It’s December 2nd—my seventh anniversary since diagnosis. Wow! A few tears fill my eyes. This is real. And it was never going to be. Life was over. It was all downhill. There was no hope. Expectations were gone. And then…
To be alive. Intoxicating. Blessings. Fiona. Luke, Sharon, Matt, Liz, Grace, Sid, Marcus, Liam, Connor, Jesse, and the little one we are yet to meet. Family. Friends. Brothers and sisters in the Lord. Friends with cancer. Deep bonds.
Ministry. Work. Travel. Beaches. Lessons. Blessings. Opportunities. Words. Writing. Speaking. Listening.
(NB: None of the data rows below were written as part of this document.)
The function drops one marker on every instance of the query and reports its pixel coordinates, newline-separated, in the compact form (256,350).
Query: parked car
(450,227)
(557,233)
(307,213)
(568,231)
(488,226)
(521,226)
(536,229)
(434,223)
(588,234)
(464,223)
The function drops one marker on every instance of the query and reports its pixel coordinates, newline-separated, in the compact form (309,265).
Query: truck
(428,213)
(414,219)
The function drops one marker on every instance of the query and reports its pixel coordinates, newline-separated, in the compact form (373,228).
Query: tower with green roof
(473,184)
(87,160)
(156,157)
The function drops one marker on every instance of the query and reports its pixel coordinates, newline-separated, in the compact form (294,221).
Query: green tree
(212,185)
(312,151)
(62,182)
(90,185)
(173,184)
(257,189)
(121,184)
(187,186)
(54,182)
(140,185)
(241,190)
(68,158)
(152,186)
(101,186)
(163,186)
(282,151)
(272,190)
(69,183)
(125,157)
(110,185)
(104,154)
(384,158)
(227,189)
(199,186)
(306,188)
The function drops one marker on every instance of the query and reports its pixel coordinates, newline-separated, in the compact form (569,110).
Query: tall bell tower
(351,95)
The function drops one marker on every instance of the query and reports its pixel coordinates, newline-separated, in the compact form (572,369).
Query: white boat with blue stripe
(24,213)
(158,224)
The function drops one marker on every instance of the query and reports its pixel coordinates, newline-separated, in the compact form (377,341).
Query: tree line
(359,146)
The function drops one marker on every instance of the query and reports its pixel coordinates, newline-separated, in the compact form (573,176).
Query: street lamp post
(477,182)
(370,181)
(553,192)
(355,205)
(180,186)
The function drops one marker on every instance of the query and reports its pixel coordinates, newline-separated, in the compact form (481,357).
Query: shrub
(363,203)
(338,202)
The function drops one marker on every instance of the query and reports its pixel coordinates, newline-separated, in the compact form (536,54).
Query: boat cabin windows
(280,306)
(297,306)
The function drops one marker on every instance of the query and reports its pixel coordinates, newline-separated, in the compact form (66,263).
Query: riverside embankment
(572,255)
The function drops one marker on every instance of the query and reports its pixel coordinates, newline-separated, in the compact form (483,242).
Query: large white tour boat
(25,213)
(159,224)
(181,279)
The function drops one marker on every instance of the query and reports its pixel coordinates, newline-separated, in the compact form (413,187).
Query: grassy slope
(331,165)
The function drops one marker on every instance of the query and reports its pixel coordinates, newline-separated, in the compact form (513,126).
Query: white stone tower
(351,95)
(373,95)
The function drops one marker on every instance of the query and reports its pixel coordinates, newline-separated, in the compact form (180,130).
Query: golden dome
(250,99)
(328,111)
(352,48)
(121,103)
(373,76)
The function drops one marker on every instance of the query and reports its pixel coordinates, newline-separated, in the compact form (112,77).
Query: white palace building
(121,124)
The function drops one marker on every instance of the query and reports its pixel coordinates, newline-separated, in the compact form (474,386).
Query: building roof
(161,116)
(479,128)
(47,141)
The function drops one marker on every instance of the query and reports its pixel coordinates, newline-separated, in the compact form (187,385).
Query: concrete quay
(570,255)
Learning.
Father in heaven, thank you for life and living. Thank you for health and possibilities and a future.
And forgive me. Yes, forgive me, for unlearning. For once more taking breath for granted, for my growing sense of entitlement, for pride, for becoming casual and flippant and attracted by trivia.
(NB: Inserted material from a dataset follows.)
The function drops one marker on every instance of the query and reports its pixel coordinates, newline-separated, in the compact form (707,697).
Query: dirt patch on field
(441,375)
Father, you have taught me so much on this journey with cancer. You have been with me in the valley of death, you’ve carried me through so many trials and temptations, you’ve been merciful beyond description. You have taught me lessons, encouraged my faith, and disciplined me in my wandering. You have comforted me, that I might comfort others.
Father God, you have adopted me into your family, you have redeemed my life through Jesus, you have filled me with your Spirit. I can never thank you enough. You have reminded me that I’m not self-sufficient and shown me the your sufficiency of your grace. Thank you that my life is in your hands and teach me to number my days once more.
For you created my inmost being;
you knit me together in my mother’s womb.
I praise you because I am fearfully and wonderfully made;
your works are wonderful,
I know that full well.
My frame was not hidden from you
when I was made in the secret place,
when I was woven together in the depths of the earth.
Your eyes saw my unformed body;
all the days ordained for me were written in your book
before one of them came to be.
How precious to me are your thoughts, God!
How vast is the sum of them!(Psalm 139:13-17)
Amen, amen, amen, it is sometimes the hard lesson of life threatening situations that really brings home the knowledge of God’s grace. I have been on that journey so your words are my words. God bless. Catherine
Wow, that’ s wonderful to be given 7 years! The Lord has kept you alive to help and encourage many, I’m sure. My sister is facing the fact that her treatment for a rare lung cancer is no longer working. She has limited time without a miracle. She just turned 62 and is realising she wont get to see her grandchildren. I’m so sorry for her.
I have been encouraged by your story, Macca and know that miracles are possible 😁
so good to give God the glory
So good to see you don’t waste a second – following your dreams, connecting with family and enjoying life to its fullest.